Pengalaman kedua terjadi saat bergabung dalam satu tim mengikuti 1st Malaysian Indigenous People's on Conference Education (MIPCE) tahun 2007. Saat itu kami setim dengan Rektor UKAW Kupang, Pdt. G. Thom Therik, Ph.D. Dalam konferensi ini kami bertemu dengan para pakar, bahkan beberapa mantan Menteri Pendidikan dari negara-negara Asia Tenggara.

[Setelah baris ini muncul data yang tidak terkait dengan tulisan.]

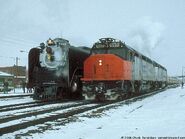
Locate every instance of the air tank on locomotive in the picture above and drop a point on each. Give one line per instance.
(55, 69)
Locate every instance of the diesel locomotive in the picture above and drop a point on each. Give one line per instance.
(114, 71)
(55, 69)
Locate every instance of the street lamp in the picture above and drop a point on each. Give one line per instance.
(183, 76)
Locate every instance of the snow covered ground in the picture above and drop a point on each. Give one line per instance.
(9, 101)
(160, 115)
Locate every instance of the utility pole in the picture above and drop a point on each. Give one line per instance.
(183, 76)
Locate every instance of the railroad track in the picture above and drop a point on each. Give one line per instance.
(12, 123)
(25, 105)
(14, 96)
(7, 124)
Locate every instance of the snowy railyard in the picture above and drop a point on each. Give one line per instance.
(159, 115)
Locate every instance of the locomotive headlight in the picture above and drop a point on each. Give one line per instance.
(100, 62)
(53, 56)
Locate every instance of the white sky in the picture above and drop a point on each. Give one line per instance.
(154, 27)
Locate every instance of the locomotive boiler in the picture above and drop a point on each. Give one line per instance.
(55, 69)
(115, 71)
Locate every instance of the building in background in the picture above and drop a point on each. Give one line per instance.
(18, 73)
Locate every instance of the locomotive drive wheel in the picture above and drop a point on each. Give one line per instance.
(76, 88)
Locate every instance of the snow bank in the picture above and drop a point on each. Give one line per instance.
(160, 115)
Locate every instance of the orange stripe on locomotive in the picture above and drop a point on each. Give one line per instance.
(101, 67)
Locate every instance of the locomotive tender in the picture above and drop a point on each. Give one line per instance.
(115, 71)
(55, 69)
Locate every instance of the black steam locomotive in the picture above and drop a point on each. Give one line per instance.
(55, 69)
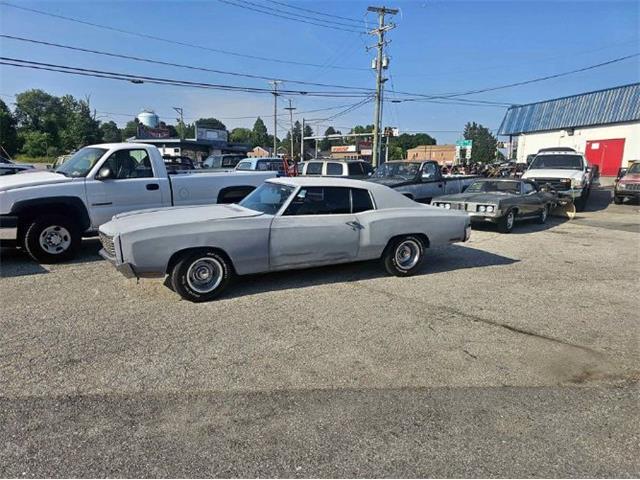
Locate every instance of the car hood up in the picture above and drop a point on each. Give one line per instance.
(31, 179)
(174, 216)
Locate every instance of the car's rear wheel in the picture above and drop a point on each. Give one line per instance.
(201, 276)
(506, 223)
(403, 256)
(52, 239)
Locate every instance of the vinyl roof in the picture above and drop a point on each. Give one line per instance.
(612, 105)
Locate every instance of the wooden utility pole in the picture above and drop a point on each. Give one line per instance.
(380, 63)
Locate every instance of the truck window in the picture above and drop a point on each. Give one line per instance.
(134, 163)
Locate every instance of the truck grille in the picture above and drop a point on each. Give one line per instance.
(107, 244)
(556, 183)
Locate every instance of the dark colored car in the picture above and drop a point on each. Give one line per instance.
(501, 201)
(627, 184)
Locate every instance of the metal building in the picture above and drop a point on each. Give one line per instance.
(604, 125)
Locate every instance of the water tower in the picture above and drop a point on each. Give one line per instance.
(149, 119)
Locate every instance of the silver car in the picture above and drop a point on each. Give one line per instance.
(286, 223)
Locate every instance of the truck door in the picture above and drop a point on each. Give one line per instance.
(130, 185)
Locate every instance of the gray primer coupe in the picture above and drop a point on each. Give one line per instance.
(501, 201)
(286, 223)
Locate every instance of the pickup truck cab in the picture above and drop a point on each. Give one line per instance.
(565, 171)
(49, 212)
(420, 180)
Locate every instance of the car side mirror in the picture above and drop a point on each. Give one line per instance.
(104, 174)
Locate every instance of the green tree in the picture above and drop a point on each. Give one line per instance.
(110, 132)
(484, 143)
(8, 133)
(211, 123)
(259, 134)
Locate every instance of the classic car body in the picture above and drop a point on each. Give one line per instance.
(501, 201)
(287, 223)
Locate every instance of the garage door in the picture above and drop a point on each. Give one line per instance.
(607, 154)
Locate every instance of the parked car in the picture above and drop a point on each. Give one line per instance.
(419, 180)
(287, 223)
(358, 169)
(49, 211)
(9, 167)
(627, 184)
(564, 170)
(501, 201)
(222, 162)
(272, 164)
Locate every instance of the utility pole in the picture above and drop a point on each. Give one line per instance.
(275, 84)
(180, 112)
(380, 59)
(291, 109)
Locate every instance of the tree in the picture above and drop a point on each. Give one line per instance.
(241, 135)
(484, 145)
(211, 123)
(8, 133)
(260, 137)
(110, 132)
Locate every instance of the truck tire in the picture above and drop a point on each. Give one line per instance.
(506, 223)
(403, 256)
(52, 239)
(201, 276)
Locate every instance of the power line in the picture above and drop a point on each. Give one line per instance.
(175, 42)
(159, 80)
(287, 16)
(178, 65)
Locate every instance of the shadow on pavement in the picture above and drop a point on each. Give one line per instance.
(447, 259)
(16, 262)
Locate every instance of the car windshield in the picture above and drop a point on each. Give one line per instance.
(635, 168)
(560, 161)
(492, 186)
(406, 170)
(267, 198)
(81, 162)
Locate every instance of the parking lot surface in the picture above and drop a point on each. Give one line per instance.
(510, 355)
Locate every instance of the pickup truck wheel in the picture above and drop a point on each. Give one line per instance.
(52, 239)
(403, 256)
(505, 224)
(201, 276)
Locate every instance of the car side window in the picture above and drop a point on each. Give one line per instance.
(361, 200)
(334, 169)
(320, 201)
(127, 164)
(314, 168)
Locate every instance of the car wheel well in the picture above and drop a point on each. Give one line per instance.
(187, 251)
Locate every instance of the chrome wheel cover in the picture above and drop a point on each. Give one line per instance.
(55, 239)
(407, 254)
(205, 274)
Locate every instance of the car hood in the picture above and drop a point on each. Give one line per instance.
(173, 216)
(390, 181)
(631, 178)
(552, 173)
(492, 197)
(31, 179)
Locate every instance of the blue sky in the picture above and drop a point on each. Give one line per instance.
(437, 47)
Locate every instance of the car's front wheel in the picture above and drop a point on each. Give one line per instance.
(201, 276)
(403, 256)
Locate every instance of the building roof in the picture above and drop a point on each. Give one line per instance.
(612, 105)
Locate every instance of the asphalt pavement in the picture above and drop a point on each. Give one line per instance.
(510, 355)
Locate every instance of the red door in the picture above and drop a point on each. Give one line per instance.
(607, 154)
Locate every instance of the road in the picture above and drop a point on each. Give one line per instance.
(511, 355)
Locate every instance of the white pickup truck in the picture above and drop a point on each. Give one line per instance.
(48, 212)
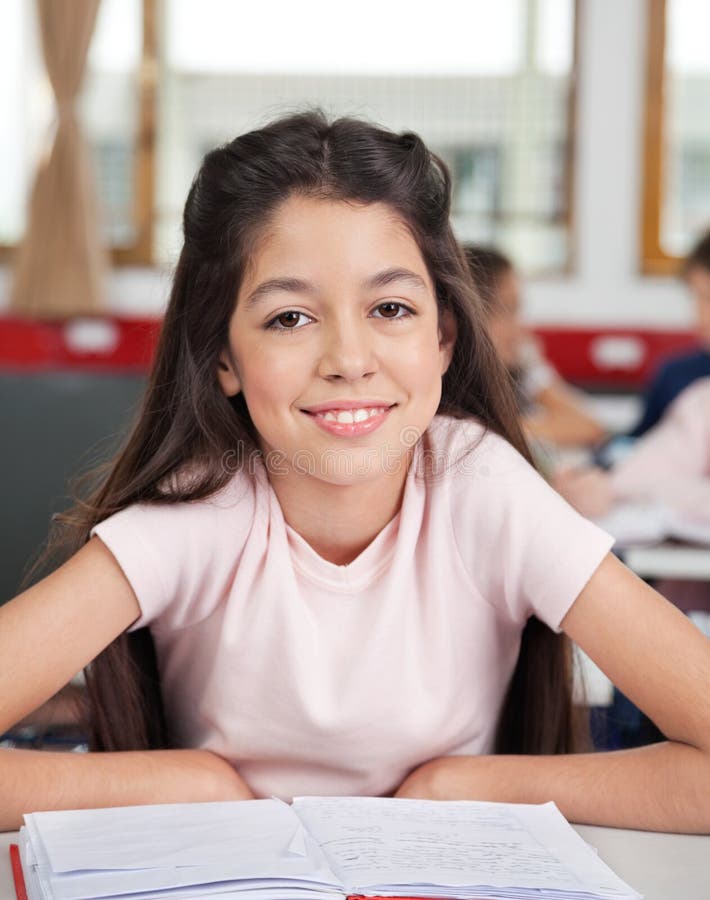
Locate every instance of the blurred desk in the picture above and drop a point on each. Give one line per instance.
(669, 560)
(659, 866)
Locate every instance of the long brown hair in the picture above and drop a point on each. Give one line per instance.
(185, 417)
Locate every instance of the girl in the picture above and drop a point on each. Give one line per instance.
(551, 411)
(681, 370)
(324, 535)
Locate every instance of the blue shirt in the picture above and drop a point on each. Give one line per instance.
(673, 377)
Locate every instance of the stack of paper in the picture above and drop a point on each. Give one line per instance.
(317, 849)
(650, 522)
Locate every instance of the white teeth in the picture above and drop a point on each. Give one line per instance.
(350, 416)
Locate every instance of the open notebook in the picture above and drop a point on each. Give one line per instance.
(317, 848)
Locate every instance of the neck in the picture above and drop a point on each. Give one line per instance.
(339, 521)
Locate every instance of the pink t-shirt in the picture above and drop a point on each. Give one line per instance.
(314, 678)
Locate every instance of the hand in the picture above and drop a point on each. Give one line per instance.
(588, 490)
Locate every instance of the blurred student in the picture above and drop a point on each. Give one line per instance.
(682, 369)
(552, 412)
(670, 464)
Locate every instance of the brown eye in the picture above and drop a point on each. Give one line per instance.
(389, 310)
(392, 310)
(288, 319)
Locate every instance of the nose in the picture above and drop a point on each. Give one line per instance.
(348, 351)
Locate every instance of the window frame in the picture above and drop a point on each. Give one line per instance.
(140, 252)
(654, 259)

Suatu pengalaman  berkesan yang membanggakan. Saya yang hanya seorang guru SD di pedalaman diikutsertakan dalam Konferensi Internasional yang dihadiri para pakar dan mantan Menteri Pendidikan ASEAN. Ketika ada percakapan-percakapan informal, rasanya diri ini sedang mengalami pansos (panjatan sosial) naik,walau sesungguhnya bukan kami bukan pakar, tetapi dihadirkan sebagai pendengar yang bergembira belaka.
Dari konferensi ini, kesadaran akan  pentingnya memelihara bahasa daerah dan budaya lokal makin tumbuh. Saya mulai merambah riset-riset sederhana sambil terus menunaikan misi penerjemahan alkitab. Riset-riset sederhana yang dimaksudkan ini tidak serta-merta menjadi suatu tulisan ilmiah karena belum tertata apik sebagai suatu riset, namun saya gunakan untuk mengajar di ruang kelas sebagai bahan pemerkayaan materi walau sifatnya intermeso.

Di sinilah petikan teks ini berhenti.